When we got the estimate for Rory's surgery, they took off the cost of the MRI (since we'd already had it through the NCSU study) but told me it normally is $1300 which is still a ton of money, but much less than here at UC DAvis. Although I'm not entirely sure that $1300 includes anesthesia... that would make a difference I think.
Yes - it seems more and more neurologists are able to diagnose SM by symptoms alone. Unfortunately, this is probably due to the increase number of cases in Cavaliers that they are seeing.

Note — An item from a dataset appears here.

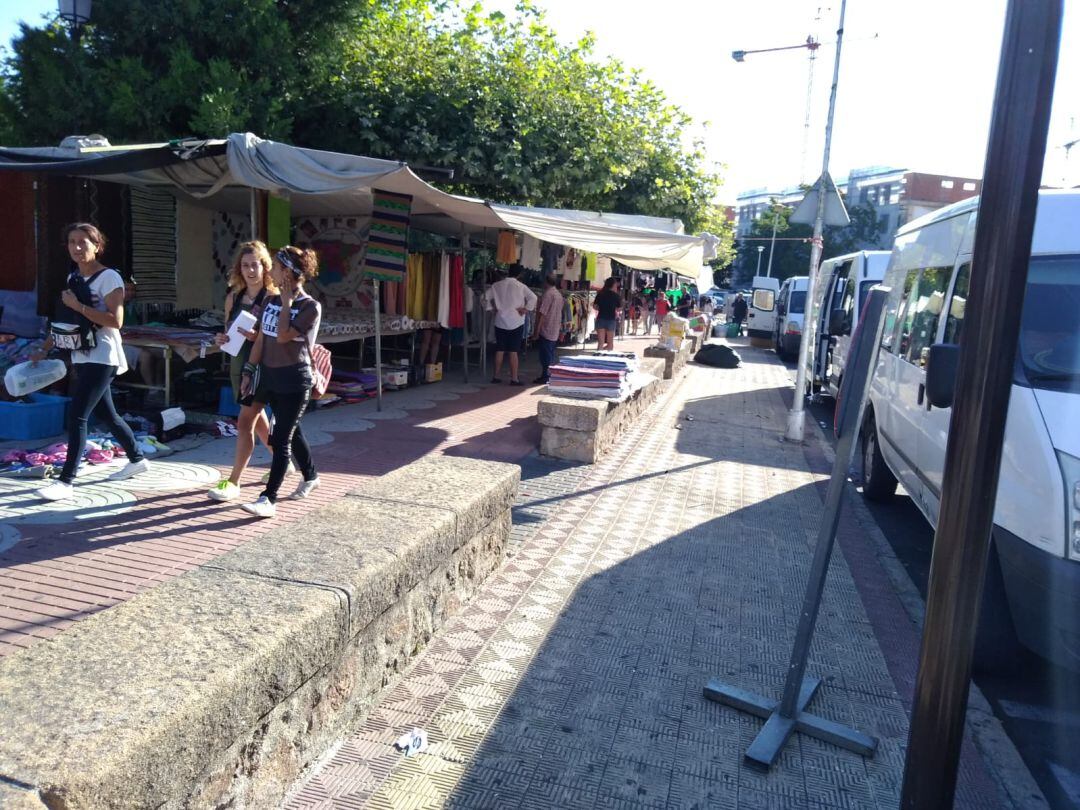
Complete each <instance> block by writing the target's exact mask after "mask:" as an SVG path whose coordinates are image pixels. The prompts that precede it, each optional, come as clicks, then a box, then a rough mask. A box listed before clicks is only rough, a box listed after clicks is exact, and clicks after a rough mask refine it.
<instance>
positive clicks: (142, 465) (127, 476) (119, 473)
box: [108, 458, 150, 481]
mask: <svg viewBox="0 0 1080 810" xmlns="http://www.w3.org/2000/svg"><path fill="white" fill-rule="evenodd" d="M149 469H150V462H149V461H147V460H146V459H145V458H144V459H139V460H138V461H129V462H127V463H126V464H125V465H124V467H122V468H120V469H119V470H117V471H116V472H114V473H112V475H110V476H109V477H108V481H124V480H126V478H130V477H132V476H133V475H139V474H141V473H145V472H146V471H147V470H149Z"/></svg>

Some on the AC list have said that you MUST have the MRI to know how advanced or serious the disease is, but I don't know how correct this is. Many of the dogs have very large syrinxes or herniation of the cerebellum, but no symptoms! And then there are the dogs w/ terrible pain, but no syrinxes!! So I'm not sure what use the MRI has in these instances. There often is no correlationo between the symptoms and the size of the syrinxes. In my mind, how the dog feels is much more important than what it looks like on an MRI.
Basically -- all to say that I don't think an inability to get an MRI should prevent anyone from seeking treatment for their dog. If you are confident your dog has the classic SM symptoms or even if you just strongly suspect it, there is no reason you can't try any of the various medical or holistic approaches towards relieving pain. an MRI is needed if you want to pursue surgery -- they have to know whether or not it's operable and would the surgery relieve symptoms? (for example - i know of a dog with terrible syrinxes and pain, but not the bone deformity, so removing the occipital bone probably wouldn't provide any relief for this dog.)
Penny - I think if you are concerned that Chaucer's pain could be SM, it might be worth it to try the lasix (Furosemide) or maybe acupuncture or something like that to see if it relieves his pain. Non-steroidal anti-inflammatories would probably help, too, but this won't give you any clue if it's SM. If he responds to the lasix, there's a very high likelihood that it's SM. I'm not sure of any back problems that would resolve by administering a diuretic, but many dogs with SM get relief from this treatment. That way you will know what you're dealing with (hopefully) and have a better idea of how to treat it and provide relief for Chaucer.
Keep in mind, however, that if he does not respond to the Lasix, this doesn't rule out SM as not all SM dogs respond positively to the lasix therapy.
Very sorry to hear Chaucer and you have had such a rough year!
Dogs are not our whole life, but they make our lives whole.